On 21/07/2012 2:12 AM, Tommi Virtanen wrote:
On Fri, Jul 20, 2012 at 9:17 AM, Vladimir Bashkirtsev
<vladimir@xxxxxxxxxxxxxxx> wrote:
not running. So I ended up rebooting hosts and that's where fun begin: btrfs
has failed to umount , on boot up it spit out "btrfs: free space inode
generation (0) did not match free space cache generation (177431)". I have
not started ceph and made an attempt to umount and umount just froze.
Another reboot: same stuff. I have rebooted second host and it came back
with the same error. So in effect I was unable to mount btrfs and read it:
no wonder that ceph was unable to run. Actually according to mons ceph was
The btrfs developers tend to be good about bug reports that severe --
I think you should email that mailing list and ask if that sounds like
known bug, and ask what information you should capture if it happens
again (assuming the workload is complex enough that you can't easily
capture/reproduce all of that).
Well... Work load was fairly high - not something usually happening on
MySQL. Our client keeps imagery in MySQL and his system was regenerating
images (it takes hi-res image and produces five or six images which are
of smaller size + watermark). Stuff runs imagemagick which keeps its
temporary data on disk (and to ceph it is not really temporary data - it
is data which must be committed to osds) and then innodb in MySQL stores
results - which of course creates number of pages and so it appears as
random writes to underlying file system. And from what I have seen write
traffic created by this process was in TB range (my whole ceph cluster
is just 3.3TB). So it was considerable amount of changes on filesystem.

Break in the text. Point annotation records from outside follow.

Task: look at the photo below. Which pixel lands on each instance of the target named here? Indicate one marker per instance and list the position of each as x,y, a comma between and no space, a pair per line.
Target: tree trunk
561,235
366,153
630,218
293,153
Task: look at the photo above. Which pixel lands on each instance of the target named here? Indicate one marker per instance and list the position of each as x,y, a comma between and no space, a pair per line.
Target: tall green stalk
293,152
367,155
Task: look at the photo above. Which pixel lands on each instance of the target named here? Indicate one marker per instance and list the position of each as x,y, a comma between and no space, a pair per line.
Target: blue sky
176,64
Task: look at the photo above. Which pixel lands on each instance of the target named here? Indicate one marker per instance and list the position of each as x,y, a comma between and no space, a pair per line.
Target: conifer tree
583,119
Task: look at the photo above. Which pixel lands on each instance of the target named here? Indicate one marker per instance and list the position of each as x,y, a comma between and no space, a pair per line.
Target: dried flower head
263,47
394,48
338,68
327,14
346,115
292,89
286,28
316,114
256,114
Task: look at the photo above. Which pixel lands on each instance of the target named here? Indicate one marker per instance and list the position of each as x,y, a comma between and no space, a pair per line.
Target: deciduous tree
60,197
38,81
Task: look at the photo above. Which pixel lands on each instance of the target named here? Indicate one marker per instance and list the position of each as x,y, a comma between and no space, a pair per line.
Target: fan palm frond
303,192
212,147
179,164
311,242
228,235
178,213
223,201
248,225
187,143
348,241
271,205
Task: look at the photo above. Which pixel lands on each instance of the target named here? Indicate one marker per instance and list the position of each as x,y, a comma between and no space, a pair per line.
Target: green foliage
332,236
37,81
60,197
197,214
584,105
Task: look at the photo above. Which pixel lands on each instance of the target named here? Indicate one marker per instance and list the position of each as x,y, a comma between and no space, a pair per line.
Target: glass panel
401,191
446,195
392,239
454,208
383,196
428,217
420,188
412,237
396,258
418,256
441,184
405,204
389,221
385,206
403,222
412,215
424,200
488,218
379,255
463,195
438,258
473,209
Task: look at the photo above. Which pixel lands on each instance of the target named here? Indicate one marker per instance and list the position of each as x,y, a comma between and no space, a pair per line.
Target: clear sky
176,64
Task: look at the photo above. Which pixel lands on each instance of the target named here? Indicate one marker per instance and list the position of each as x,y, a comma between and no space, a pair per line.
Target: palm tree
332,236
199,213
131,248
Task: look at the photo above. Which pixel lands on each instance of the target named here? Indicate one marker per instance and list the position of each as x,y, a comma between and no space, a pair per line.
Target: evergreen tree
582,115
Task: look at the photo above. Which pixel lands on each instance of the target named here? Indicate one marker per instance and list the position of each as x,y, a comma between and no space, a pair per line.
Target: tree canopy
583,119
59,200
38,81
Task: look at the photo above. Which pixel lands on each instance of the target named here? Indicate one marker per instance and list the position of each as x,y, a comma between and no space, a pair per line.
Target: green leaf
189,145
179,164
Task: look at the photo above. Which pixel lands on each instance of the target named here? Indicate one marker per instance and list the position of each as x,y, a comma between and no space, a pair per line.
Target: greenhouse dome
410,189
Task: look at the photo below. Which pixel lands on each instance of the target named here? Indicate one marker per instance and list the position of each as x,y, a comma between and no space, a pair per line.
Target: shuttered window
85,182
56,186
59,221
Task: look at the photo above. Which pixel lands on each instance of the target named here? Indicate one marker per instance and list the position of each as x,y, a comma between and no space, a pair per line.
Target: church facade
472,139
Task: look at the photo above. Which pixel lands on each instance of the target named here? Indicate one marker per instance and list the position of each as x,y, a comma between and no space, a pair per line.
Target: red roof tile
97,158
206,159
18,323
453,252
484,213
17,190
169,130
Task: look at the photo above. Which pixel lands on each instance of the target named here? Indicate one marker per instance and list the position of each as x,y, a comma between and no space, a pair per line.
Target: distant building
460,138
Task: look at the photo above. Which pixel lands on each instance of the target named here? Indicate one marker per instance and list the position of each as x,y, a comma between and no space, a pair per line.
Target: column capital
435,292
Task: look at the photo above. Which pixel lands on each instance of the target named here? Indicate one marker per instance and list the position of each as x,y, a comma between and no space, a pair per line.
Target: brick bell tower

I guess if we will start that process again we will end up with the
similar result in few days - but by some reason I don't want to try it
in production system :)
I can scavenge something from logs and post it to btrfs devs. Thanks for
a tip.
But it leaves me with very final question: should we rely on btrfs at this
point given it is having such major faults? What if I will use well tested
by time ext4?
You might want to try xfs. We hear/see problems with all three, but
xfs currently seems to have the best long-term performance and
reliability.
I'm not sure if anyone's run detailed tests with ext4 after the
xattrs-in-leveldb feature; before that, we ran into fs limitations.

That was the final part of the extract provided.